In Frankreich werden seit einigen Jahren in Einzelfaellen (2015 waren dies ca. 1600 Faelle) Einreiseverbote in bestimmte Departements (kleinere Regionen, Frankreich besteht aus 90) erteilt. Dies geschieht oft als Repression politischer, militanter Aktionen, bspw. Im Zuge von Demos. Haeufig werden diese mit hohen Bewaehrungsstrafen versehen, um die Hemmschwelle, gegen diese zu verstossen, zu erhoehen.
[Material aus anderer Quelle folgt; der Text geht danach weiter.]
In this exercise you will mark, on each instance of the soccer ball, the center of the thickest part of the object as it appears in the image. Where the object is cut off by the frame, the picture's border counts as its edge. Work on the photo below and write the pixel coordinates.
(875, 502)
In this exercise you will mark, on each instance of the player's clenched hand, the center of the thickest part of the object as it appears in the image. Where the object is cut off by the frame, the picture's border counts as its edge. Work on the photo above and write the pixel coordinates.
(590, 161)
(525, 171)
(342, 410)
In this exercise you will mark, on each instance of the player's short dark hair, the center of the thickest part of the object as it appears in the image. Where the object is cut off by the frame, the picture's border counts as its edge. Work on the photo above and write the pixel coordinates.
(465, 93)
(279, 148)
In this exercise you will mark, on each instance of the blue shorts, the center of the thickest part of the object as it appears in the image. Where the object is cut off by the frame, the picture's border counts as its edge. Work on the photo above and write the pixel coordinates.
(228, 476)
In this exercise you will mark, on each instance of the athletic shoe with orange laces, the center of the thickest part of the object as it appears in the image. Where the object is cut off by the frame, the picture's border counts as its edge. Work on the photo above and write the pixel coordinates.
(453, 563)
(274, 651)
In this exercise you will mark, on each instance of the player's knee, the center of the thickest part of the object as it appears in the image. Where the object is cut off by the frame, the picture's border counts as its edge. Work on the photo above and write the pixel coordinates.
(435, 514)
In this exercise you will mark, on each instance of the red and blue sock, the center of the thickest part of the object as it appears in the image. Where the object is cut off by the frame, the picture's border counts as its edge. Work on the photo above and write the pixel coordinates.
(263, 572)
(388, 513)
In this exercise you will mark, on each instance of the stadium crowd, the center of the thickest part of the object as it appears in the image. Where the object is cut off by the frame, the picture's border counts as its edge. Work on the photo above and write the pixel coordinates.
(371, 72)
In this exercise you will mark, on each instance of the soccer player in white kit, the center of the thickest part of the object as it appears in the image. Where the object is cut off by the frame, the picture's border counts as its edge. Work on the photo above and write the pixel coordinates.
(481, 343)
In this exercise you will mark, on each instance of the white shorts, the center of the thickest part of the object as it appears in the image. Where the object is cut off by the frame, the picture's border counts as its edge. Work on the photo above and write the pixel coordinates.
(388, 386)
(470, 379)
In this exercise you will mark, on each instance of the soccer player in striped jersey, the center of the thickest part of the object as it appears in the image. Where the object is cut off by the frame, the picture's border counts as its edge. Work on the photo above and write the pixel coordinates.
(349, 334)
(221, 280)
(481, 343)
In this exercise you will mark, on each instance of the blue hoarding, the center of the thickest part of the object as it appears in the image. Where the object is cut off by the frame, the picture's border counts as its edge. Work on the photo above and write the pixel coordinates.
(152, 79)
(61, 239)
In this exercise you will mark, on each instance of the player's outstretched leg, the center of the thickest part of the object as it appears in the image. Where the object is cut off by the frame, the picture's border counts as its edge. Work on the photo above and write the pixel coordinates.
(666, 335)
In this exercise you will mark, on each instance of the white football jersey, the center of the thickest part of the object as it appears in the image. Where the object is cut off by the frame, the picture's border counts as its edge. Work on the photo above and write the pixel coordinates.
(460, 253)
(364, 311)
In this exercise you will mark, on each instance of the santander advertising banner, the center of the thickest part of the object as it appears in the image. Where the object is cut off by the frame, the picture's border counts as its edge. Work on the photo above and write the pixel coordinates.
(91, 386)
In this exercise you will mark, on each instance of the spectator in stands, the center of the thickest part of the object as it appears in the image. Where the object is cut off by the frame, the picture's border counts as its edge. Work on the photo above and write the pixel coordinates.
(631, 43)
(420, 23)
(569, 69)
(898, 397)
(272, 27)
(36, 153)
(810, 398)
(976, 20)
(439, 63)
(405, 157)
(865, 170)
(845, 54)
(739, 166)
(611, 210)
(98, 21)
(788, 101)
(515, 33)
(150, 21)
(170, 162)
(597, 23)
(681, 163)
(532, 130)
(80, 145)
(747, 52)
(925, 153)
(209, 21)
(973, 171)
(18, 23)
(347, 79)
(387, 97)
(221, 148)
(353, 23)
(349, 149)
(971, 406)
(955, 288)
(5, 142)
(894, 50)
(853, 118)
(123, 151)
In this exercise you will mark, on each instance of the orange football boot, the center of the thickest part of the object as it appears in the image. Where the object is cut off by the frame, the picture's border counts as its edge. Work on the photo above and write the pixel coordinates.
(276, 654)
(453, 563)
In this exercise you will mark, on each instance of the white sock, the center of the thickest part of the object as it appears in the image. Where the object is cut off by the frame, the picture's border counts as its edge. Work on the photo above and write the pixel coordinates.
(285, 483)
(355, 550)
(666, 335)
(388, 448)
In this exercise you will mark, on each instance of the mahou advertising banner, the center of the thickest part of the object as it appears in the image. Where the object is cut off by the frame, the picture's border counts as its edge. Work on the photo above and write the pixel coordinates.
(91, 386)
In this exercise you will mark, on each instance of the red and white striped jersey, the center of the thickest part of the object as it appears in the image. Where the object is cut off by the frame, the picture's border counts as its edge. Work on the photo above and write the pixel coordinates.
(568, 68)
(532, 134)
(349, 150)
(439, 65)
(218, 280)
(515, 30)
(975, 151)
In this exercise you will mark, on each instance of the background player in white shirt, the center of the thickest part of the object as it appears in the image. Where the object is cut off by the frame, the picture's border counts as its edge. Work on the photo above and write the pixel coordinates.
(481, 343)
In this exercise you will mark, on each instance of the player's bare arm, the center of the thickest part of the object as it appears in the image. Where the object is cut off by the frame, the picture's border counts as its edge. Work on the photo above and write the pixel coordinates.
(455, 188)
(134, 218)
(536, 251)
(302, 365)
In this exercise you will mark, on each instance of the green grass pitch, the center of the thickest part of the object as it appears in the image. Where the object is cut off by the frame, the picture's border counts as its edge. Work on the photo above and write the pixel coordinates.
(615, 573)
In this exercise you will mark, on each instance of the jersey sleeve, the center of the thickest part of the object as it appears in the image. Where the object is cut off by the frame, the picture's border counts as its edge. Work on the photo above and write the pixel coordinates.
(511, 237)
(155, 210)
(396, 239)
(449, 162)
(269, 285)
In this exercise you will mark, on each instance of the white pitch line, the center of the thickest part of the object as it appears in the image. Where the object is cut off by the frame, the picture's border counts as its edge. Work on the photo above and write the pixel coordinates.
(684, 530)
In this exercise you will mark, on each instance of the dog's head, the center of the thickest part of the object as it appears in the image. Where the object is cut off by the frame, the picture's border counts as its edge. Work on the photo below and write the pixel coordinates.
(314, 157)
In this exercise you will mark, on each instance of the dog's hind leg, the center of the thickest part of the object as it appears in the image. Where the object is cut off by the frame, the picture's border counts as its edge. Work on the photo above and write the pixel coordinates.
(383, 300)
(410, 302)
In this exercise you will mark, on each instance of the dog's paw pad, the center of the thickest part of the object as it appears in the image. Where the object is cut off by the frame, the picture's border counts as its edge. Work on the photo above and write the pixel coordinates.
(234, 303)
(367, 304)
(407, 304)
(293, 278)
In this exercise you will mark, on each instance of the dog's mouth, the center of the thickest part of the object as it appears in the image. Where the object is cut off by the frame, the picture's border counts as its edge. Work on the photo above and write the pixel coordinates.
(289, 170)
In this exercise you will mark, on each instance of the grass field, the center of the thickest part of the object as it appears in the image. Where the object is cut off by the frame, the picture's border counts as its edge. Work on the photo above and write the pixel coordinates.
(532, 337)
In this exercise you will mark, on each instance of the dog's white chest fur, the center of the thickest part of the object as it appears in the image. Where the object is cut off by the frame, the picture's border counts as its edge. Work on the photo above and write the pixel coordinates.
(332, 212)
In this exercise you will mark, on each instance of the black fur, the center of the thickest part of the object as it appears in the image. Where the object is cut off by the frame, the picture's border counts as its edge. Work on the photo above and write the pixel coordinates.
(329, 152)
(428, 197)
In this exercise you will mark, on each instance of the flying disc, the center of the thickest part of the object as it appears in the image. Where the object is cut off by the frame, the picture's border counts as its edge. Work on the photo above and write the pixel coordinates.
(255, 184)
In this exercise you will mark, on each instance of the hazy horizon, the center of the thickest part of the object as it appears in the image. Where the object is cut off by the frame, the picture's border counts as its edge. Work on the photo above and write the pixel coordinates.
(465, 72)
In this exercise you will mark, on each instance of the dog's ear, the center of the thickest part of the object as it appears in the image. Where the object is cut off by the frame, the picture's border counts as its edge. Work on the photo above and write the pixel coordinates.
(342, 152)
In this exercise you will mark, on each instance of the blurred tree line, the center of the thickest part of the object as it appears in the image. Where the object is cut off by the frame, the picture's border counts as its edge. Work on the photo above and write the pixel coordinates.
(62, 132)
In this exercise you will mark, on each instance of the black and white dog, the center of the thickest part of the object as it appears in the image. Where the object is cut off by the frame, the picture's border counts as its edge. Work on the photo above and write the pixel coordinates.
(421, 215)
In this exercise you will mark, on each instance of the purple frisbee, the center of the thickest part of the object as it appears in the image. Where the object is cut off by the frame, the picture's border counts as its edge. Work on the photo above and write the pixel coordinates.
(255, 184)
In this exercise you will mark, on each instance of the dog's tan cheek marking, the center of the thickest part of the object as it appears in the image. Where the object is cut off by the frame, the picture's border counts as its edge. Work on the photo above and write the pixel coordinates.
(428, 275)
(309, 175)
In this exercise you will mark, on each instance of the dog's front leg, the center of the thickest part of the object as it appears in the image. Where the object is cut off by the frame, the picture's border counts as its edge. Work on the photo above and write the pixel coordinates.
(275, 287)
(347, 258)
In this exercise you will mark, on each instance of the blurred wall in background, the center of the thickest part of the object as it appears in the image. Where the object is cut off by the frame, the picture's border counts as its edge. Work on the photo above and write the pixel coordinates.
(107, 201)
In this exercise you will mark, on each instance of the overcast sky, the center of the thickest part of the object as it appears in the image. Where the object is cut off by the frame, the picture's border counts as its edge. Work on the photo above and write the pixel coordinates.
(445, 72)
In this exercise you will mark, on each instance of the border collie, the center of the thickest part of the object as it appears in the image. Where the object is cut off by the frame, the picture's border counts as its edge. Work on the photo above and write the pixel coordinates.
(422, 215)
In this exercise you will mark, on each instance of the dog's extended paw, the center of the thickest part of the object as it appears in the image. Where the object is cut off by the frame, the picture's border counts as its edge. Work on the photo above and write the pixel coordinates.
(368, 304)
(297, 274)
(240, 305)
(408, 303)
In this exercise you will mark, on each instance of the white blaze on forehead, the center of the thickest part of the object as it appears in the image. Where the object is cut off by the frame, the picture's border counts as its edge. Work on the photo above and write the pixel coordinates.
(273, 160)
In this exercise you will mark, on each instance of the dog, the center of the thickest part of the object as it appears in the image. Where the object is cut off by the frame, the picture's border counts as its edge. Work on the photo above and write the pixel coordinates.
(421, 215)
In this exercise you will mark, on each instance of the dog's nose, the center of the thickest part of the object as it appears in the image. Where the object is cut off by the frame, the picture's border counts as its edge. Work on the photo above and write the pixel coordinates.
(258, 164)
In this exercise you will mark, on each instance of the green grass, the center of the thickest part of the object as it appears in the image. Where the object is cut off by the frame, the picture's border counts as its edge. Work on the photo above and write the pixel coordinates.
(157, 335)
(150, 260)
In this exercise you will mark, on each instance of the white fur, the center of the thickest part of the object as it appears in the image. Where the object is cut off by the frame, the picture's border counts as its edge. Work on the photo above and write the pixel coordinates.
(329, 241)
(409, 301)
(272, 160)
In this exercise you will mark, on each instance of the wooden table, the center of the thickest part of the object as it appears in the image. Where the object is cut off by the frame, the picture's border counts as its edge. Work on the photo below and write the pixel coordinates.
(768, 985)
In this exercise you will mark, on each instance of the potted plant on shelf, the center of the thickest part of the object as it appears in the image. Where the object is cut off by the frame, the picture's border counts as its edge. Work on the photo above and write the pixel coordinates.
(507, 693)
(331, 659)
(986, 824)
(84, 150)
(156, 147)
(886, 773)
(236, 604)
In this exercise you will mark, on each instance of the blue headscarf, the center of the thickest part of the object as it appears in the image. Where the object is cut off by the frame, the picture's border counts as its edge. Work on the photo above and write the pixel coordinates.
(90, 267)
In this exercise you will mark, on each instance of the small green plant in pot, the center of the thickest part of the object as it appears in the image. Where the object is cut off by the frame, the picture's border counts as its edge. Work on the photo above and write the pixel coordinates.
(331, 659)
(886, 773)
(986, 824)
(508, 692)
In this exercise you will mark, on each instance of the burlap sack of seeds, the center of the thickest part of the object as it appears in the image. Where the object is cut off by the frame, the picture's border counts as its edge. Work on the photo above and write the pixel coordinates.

Der Staat erhofft sich davon eine Einschraenkung der Handlungsmacht widerstaendiger Personen und die Eindaemmung sozialer Kaempfe durch raeumliche Isolation.
Um gegen diese besonders perfide Art der Repression zu protestieren, zogen wir am Montag, den 27.03., mit etwa 40 Menschen von Bure aus los, um gemeinsam mit einem vom Einreiseverbot betroffenen Genossen symbolisch die Grenze zum Departement zu ueberschreiten. Er befindet sich in Bewaehrung, doch die bei Festnahme drohende Haftstrafe von sechs Monaten hielt ihn nicht davon ab, ein Zeichen gegen die Staatsmacht zu setzen. Nicht zuletzt, weil er die Hoffnung hegt, nur der Anfang einer Serie dieser Aktionen zu sein, wodurch die Herrschenden zumindest dazu gezwungen waeren, ihr Repressionsinstrument zu modifizieren, v.a. aber vor der Widerstaendigkeit und Selbstbestimmung der Betroffenen zu resignieren. Er wurde in Folge der Raeumung der Bezetzung des Bois Lejuc, des von der Atommuelllagerung bedrohten Waldes, wurde Florent im Juli verurteilt - zusaetzlich zu seiner sechsmonatigen Bewaehrungsstrafe- zu zwei Jahren Landverbot in der Meuse. Hier seine Presseerklaerung:
In den letzten Tagen in Bure wurde ein Schalter umgelegt. Der des unterdrückten Zornes und der Resignierung. Die Demonstration des 18. Februar war die Gelegenheit, alle Gegner des Cigéo-Projektes zu sehen, die sich gemeinsam auf den Weg zu den ANDRA-Zaeunen gemacht haben und sie umgelegt haben. Obwohl wir noch viele Jahre Kampf vor uns haben, sind wir entschlossen. Die Zeit scheint mir gekommen, meine Entscheidung, mich dem Landverbot zu widersetzen, in die Oeffentlichkeit zu tragen.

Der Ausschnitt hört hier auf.